Close bosom-friend of the maturing sun;
Conspiring with him how to load and bless
With fruit the vines that round the thatch-eaves run;
To bend with apples the mossed cottage-trees,
And fill all fruit with ripeness to the core;
To swell the gourd, and plump the hazel shells
With a sweet kernel; to set budding more,
And still more, later flowers for the bees,
Until they think warm days will never cease,
For Summer has o'erbrimmed their clammy cells.

Who hath not seen thee oft amid thy store?
Sometimes whoever seeks abroad may find
Thee sitting careless on a granary floor,
Thy hair soft-lifted by the winnowing wind;
Or on a half-reaped furrow sound asleep,
Drowsed with the fume of poppies, while thy hook
Spares the next swath and all its twined flowers;
And sometimes like a gleaner thou dost keep
Steady thy laden head across a brook;
Or by a cider-press, with patient look,
Thou watchest the last oozings, hours by hours.
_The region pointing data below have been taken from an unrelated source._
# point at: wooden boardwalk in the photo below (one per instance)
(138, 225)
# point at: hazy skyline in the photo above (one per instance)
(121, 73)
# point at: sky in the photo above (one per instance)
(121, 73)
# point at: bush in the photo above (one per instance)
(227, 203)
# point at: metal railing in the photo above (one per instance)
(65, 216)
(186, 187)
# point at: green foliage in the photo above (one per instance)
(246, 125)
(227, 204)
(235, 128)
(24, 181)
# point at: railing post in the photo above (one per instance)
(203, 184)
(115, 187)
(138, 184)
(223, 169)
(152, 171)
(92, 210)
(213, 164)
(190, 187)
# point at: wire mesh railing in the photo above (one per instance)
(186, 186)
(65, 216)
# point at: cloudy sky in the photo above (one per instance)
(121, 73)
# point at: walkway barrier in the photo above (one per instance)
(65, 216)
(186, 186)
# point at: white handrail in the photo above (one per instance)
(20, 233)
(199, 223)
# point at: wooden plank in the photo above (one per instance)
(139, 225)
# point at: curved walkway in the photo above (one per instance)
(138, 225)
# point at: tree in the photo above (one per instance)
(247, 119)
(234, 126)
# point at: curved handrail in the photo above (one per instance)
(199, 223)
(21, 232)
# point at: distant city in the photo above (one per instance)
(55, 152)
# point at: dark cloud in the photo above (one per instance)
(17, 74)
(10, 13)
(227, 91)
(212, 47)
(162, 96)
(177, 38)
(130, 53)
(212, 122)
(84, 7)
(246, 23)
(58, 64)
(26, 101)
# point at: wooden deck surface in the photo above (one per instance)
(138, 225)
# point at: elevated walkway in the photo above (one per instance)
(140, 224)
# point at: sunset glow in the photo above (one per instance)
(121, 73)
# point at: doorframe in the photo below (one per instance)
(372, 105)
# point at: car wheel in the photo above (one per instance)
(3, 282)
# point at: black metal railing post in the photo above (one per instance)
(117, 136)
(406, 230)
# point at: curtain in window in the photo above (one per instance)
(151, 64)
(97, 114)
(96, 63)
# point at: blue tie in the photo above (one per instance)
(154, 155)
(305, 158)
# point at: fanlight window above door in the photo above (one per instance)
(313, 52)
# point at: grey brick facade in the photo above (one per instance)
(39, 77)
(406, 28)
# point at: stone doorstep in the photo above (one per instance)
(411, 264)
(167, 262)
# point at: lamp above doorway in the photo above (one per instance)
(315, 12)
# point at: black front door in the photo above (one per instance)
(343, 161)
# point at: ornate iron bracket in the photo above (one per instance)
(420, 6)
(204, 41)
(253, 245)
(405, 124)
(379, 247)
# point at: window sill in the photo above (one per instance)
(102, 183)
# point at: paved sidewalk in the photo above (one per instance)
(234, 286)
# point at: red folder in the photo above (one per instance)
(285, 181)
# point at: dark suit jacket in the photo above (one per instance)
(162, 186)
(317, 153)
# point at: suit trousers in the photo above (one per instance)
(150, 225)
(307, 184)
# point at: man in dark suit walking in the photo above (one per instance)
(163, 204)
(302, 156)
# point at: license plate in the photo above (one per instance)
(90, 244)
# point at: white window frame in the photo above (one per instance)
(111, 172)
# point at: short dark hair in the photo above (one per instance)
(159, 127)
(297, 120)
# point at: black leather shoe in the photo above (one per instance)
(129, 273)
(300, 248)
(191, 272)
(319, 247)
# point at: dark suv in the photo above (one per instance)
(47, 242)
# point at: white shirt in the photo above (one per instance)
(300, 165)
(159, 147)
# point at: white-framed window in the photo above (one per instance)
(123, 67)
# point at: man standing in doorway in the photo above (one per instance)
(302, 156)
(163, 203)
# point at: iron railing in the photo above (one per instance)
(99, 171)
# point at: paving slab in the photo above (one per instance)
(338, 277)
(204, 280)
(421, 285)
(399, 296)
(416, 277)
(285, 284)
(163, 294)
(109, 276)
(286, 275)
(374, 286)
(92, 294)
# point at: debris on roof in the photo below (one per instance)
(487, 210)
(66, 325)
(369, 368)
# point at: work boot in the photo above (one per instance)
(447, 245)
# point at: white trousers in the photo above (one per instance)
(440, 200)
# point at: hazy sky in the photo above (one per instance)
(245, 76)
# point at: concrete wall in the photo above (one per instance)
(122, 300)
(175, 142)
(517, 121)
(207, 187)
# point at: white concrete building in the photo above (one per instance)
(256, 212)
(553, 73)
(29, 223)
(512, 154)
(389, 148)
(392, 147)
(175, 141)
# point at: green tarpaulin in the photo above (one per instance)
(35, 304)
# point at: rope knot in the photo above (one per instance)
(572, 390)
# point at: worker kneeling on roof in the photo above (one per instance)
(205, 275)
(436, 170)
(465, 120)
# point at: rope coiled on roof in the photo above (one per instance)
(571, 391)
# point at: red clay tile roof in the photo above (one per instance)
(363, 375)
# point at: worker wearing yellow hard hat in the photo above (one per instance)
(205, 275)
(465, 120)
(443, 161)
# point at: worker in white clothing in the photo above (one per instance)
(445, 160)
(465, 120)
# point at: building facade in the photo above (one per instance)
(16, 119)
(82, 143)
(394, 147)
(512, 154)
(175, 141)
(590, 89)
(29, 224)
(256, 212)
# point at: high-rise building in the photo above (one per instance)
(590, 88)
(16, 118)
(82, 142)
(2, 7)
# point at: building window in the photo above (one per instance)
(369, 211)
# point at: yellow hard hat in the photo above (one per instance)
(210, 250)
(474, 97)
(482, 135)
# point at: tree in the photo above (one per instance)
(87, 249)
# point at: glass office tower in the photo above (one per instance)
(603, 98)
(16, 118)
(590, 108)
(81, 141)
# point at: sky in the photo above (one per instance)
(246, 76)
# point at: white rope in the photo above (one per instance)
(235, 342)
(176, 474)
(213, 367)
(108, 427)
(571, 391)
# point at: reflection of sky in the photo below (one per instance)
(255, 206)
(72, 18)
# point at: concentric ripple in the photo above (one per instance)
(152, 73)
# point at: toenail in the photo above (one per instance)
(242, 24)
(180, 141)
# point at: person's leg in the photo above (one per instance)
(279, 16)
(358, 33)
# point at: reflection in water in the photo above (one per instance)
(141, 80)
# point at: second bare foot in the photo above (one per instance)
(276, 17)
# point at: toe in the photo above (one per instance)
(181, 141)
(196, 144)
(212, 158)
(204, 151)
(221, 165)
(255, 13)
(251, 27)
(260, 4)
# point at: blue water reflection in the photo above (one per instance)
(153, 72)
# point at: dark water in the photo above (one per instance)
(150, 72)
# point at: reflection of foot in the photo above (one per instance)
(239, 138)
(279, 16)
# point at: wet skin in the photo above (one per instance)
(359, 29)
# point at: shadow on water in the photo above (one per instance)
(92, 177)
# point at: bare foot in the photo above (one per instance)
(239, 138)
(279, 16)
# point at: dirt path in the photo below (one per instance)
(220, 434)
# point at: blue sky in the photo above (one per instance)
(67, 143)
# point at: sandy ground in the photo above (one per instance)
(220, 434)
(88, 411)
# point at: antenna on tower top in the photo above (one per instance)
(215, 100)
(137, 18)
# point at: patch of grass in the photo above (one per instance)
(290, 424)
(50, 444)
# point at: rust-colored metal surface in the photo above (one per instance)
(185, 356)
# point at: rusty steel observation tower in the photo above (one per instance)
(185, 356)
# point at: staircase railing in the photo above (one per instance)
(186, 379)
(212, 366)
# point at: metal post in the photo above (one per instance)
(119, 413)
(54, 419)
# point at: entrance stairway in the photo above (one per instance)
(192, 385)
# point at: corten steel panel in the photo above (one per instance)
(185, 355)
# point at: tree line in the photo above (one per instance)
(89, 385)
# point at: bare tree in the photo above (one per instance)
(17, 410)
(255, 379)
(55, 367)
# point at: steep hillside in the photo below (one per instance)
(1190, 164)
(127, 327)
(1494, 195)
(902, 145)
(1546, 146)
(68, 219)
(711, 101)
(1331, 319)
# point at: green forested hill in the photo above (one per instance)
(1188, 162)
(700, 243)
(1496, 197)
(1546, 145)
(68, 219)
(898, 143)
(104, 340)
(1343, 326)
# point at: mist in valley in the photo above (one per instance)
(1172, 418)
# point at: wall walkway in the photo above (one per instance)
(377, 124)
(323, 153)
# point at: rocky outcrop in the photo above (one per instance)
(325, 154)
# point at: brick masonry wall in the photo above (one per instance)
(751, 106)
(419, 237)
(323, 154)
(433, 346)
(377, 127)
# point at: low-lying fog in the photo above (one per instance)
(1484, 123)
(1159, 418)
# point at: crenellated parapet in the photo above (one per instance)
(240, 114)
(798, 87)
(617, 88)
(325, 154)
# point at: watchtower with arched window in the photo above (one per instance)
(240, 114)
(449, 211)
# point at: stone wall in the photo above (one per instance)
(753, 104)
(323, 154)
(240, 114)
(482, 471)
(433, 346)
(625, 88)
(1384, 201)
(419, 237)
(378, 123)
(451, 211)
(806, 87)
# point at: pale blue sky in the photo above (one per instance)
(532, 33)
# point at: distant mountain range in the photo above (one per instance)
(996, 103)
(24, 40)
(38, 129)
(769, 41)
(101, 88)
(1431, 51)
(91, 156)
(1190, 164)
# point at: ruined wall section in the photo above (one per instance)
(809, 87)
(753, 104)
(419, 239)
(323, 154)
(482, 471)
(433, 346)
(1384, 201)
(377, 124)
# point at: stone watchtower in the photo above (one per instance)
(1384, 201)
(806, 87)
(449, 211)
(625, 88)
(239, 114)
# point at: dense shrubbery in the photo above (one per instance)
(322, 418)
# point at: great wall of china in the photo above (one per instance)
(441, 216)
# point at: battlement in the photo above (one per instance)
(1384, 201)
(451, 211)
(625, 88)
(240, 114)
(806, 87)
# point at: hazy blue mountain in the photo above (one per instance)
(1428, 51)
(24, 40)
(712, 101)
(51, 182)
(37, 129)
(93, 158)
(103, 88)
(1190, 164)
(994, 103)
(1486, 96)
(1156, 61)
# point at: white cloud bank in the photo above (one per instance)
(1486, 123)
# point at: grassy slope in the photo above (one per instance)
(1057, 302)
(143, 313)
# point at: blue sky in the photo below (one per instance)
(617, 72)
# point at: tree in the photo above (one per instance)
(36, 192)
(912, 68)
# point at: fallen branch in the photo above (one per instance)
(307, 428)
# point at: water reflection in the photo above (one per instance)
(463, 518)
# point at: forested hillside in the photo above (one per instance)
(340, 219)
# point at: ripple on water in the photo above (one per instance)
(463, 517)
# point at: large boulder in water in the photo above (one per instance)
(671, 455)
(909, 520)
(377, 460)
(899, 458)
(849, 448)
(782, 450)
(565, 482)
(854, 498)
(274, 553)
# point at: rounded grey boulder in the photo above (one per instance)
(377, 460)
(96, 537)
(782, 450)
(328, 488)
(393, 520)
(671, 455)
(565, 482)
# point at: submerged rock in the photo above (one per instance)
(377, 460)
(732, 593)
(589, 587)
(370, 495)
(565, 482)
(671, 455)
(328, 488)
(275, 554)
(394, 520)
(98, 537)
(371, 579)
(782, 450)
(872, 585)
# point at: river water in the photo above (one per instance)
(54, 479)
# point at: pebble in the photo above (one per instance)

Where are the songs of Spring? Ay, where are they?
Think not of them, thou hast thy music too, -
While barred clouds bloom the soft-dying day
And touch the stubble-plains with rosy hue;
Then in a wailful choir the small gnats mourn
Among the river sallows, borne aloft
Or sinking as the light wind lives or dies;
And full-grown lambs loud bleat from hilly bourn;
Hedge-crickets sing, and now with treble soft
The redbreast whistles from a garden-croft;
And gathering swallows twitter in the skies.

Tuesday, August 12, 2008

Productivity? Nah.




I'm trying to think of what I've accomplished in terms of crafty stuff, or creativity in general, over the summer and it's kind of embarrassing. I made a tote bag for Sophia's best friend as part of her birthday gift, but didn't get a picture of it. But! Look, I did make these curtains for our living room. Finally, WE HAVE WINDOW TREATMENT. It's a big window, as you can see, and the room just needed something bright. So I got this Robert Kaufman fabric from Sew Mama, Sew and whipped these up. It wasn't exactly hard...I almost feel guilty bragging about it.



Anyway. I think they do add some sunshine to the room. I bought some of those little rings that hang on the curtain rod and clip to the fabric, so I didn't even have to worry much about my top measurements since the rod doesn't actually run through the fabric. See? I'm lame.

The kids are staying with their Nana and Papa in West Virginia for probably about 2 weeks. That seems like such a long time...I feel a little weepy about them being gone for so long, but they were very excited about it. And! And! I start a job at Border's next week! I really wanted this job. It's just part-time right now, but that's perfect as we transition Benjamin into Kindergarten and Sophia into 2nd grade and we all get used to it.

And this week? I'm going to clean the house. And what I clean won't be immediately demolished as soon as I leave the room. And I'm going to read. A lot. Yes.